Description of Variables:    The dataset contains a total of 140 variables, comprised of 8 variables describing the probation officer's professional background (e.g., job title, number of years as a professional), 15 variables describing contact with clients (e.g., size of caseload, number of clients that the probation officer talks with on the phone or in the office in a typical week, percentage of clients that the probation officer has contact with once per week/twice per week/etc.), 23 variables describing the amount of time that the probation officer spends on job duties specific to the profession (e.g., number of hours spent communicating with clients or communicating with service providers or providing court coverage, etc.), 3 variables describing the probation officer's contact with other agencies (e.g., number of referrals given or service providers contacted over the past month), 3 variables describing the probation officer's computer usage (e.g., how often he/she uses the computer or a computerized mapping program), and 86 variables describing the probation officer's impressions of the Community Supervision Mapping System (CSMS) mapping tool and his/her experience with using it for work-related purposes (e.g., actual features used, opinion of user-friendliness, opinions of the tool's usefulness for work-related tasks, problems or challenges encountered, opinions of factors that would encourage more use of the tool, etc.).

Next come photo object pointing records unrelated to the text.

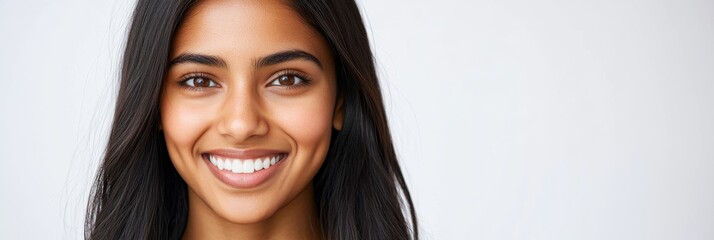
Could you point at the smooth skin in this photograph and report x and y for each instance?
(238, 101)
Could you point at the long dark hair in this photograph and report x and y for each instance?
(360, 190)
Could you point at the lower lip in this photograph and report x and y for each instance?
(243, 180)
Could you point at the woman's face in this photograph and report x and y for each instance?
(247, 107)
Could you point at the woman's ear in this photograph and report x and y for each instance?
(339, 113)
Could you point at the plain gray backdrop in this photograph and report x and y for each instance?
(513, 119)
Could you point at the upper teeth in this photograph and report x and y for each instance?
(244, 165)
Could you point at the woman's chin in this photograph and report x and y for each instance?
(246, 213)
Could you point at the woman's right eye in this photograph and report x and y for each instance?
(199, 82)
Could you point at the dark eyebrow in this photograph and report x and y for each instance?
(199, 59)
(285, 56)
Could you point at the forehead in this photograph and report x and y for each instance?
(236, 30)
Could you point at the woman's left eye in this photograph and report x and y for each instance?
(289, 80)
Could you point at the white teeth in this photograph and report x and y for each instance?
(219, 163)
(245, 166)
(228, 165)
(237, 166)
(266, 163)
(258, 164)
(248, 166)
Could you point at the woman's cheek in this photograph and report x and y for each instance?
(183, 124)
(307, 120)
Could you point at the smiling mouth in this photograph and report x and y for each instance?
(245, 165)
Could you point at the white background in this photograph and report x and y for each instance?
(513, 119)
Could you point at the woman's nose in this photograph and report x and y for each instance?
(242, 117)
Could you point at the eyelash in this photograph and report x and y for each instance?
(183, 83)
(305, 80)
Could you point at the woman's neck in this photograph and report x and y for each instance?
(297, 220)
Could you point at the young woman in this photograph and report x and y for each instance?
(249, 120)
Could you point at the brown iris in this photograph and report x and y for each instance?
(287, 80)
(201, 82)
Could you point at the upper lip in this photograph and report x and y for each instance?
(243, 154)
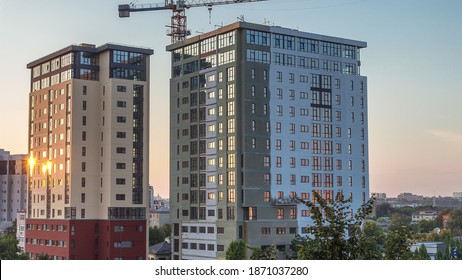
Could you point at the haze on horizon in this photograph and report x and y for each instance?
(413, 64)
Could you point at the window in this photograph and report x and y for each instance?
(120, 181)
(266, 196)
(280, 214)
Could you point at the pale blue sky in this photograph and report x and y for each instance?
(413, 63)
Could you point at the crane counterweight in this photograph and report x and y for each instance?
(178, 27)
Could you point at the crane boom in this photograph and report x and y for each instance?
(178, 27)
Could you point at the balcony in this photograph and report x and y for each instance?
(287, 201)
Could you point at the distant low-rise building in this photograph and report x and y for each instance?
(160, 251)
(424, 215)
(410, 197)
(159, 217)
(379, 195)
(432, 248)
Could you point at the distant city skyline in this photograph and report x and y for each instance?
(412, 62)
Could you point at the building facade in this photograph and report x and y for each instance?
(21, 229)
(88, 153)
(261, 116)
(13, 185)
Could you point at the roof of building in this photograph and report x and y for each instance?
(90, 48)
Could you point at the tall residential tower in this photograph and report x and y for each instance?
(261, 115)
(13, 185)
(88, 153)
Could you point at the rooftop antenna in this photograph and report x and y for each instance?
(210, 14)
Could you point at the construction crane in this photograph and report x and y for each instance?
(178, 28)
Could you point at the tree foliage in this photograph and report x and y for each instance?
(398, 244)
(236, 250)
(336, 233)
(9, 248)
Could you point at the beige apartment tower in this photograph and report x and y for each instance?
(88, 153)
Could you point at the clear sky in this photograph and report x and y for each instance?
(413, 63)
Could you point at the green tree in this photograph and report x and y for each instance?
(9, 248)
(373, 231)
(268, 253)
(455, 222)
(421, 253)
(156, 235)
(236, 250)
(336, 234)
(398, 244)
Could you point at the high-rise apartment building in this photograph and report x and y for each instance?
(13, 185)
(88, 153)
(261, 115)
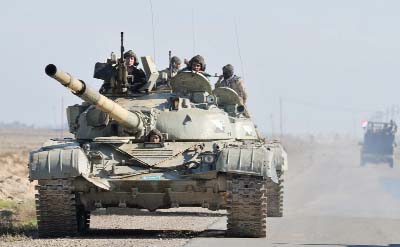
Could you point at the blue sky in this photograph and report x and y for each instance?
(333, 63)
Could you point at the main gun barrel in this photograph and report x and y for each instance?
(129, 120)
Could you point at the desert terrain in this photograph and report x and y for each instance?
(330, 200)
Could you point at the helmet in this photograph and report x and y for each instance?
(228, 71)
(155, 132)
(130, 53)
(175, 60)
(198, 59)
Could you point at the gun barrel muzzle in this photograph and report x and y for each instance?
(130, 120)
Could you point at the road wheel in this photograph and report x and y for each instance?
(275, 197)
(83, 220)
(56, 209)
(246, 206)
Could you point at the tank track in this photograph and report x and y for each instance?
(246, 206)
(275, 197)
(56, 210)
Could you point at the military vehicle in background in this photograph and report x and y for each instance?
(379, 142)
(190, 146)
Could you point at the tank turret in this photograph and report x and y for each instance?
(130, 120)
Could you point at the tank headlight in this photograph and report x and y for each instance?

Response Rates:    Pre-implementation survey wave: 87.5 percent; Post-implementation survey wave: 77.6 percent

Presence of Common Scales:    Several Likert-type scales were used.

Extent of Processing:   ICPSR data undergo a confidentiality review and are altered when necessary to limit the risk of disclosure. ICPSR also routinely creates ready-to-go data files along with setups in the major statistical software formats as well as standard codebooks to accompany the data. In addition to these procedures, ICPSR performed the following processing steps for this data collection:

  • Created variable labels and/or value labels.
  • Standardized missing values.
  • Checked for undocumented or out-of-range codes.